Para hacer frente al día después de la pandemia, el informe asegura que “es necesario contar con Estados mejor preparados para garantizar los derechos ciudadanos”. Y agrega que para la etapa que viene se debe “superar la baja e injusta tributación impulsando el impuesto sobre la renta personal y empresarial, los gravámenes patrimoniales y el gravamen a la economía digital, así como los impuestos que incentiven la sostenibilidad ambiental y la salud”.

En esa línea, explica que “gravar las grandes fortunas debería ser una importante opción a la hora de financiar los costos y la recuperación de la pandemia sin afectar la actividad económica”.

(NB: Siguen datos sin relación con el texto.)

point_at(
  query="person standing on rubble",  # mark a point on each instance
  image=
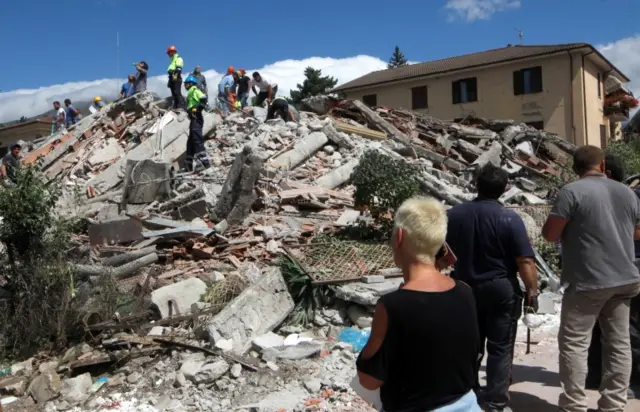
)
(60, 116)
(597, 219)
(73, 115)
(244, 85)
(11, 163)
(140, 82)
(196, 103)
(615, 169)
(492, 246)
(424, 337)
(280, 105)
(127, 88)
(225, 91)
(266, 90)
(202, 81)
(175, 77)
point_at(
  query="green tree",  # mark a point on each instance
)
(397, 59)
(314, 84)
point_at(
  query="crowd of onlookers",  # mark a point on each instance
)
(428, 338)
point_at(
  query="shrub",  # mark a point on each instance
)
(382, 184)
(38, 276)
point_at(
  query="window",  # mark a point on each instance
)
(419, 98)
(599, 86)
(536, 125)
(465, 90)
(370, 99)
(527, 81)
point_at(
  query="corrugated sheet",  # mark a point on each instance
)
(459, 62)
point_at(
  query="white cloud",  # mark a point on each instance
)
(286, 73)
(471, 10)
(625, 55)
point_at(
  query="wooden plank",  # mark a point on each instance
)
(361, 131)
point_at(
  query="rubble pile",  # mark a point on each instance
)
(196, 249)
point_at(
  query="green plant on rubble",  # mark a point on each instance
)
(628, 152)
(548, 252)
(38, 277)
(307, 296)
(382, 184)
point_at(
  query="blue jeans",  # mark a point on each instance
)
(244, 97)
(468, 403)
(223, 104)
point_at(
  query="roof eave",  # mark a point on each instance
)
(577, 47)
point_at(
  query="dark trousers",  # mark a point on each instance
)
(281, 107)
(176, 93)
(195, 144)
(499, 305)
(262, 96)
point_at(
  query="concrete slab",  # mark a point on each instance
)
(177, 299)
(118, 230)
(258, 310)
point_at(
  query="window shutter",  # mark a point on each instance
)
(455, 91)
(518, 83)
(472, 89)
(536, 79)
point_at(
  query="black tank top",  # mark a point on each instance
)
(429, 354)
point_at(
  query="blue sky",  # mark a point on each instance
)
(75, 41)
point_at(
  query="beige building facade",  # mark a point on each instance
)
(556, 88)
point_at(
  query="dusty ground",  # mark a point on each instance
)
(536, 381)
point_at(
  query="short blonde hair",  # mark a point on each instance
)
(424, 223)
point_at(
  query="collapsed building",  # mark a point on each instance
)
(198, 249)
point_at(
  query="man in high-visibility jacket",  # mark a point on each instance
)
(175, 77)
(196, 103)
(281, 106)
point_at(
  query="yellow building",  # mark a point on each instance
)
(558, 88)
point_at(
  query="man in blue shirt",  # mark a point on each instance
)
(73, 115)
(492, 246)
(127, 88)
(225, 88)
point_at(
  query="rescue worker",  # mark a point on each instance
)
(175, 77)
(202, 81)
(98, 104)
(281, 106)
(244, 85)
(225, 91)
(196, 103)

Para LATINDADD en general los países de América Latina y el Caribe cuentan con sistemas tributarios insuficientes, ineficientes e inequitativos. Y agrega que en el año 2018, la presión fiscal promedio (se excluyen las cotizaciones a la Seguridad Social) en ALC era del orden de 19% del PBI mientras que los países OCDE recaudaban en impuestos un 25%, una diferencia de presión fiscal de casi 6% del PBI. Además, actualmente “el 50% de los ingresos tributarios de los países proviene de impuestos al consumo, los cuales no discriminan entre ricos y pobres”.

Al respecto, el estudio señala que “se hace imperativo aumentar la recaudación de impuestos a la renta y la propiedad que garanticen que la recaudación sea más justa e impulsar reformas que han sido postergadas durante décadas”. Y agrega que “la riqueza, las herencias y las ganancias de capital han sido privilegiadas con respeto a otras rentas como las de los trabajadores/as o las de empresas que invierten y producen”.

En ese sentido, Verónica Serafini, integrante de LATINDADD, sostuvo que “tenemos un amplio espacio tributario en sectores que se han beneficiados mucho y en los sectores en donde hay más milmillonarios”. Según el informe, “si el 1% de la población latinoamericana concentra el 41% de la riqueza, los impuestos a la riqueza o el patrimonio afectarían a muy pocas personas y su impacto redistributivo sería positivo”.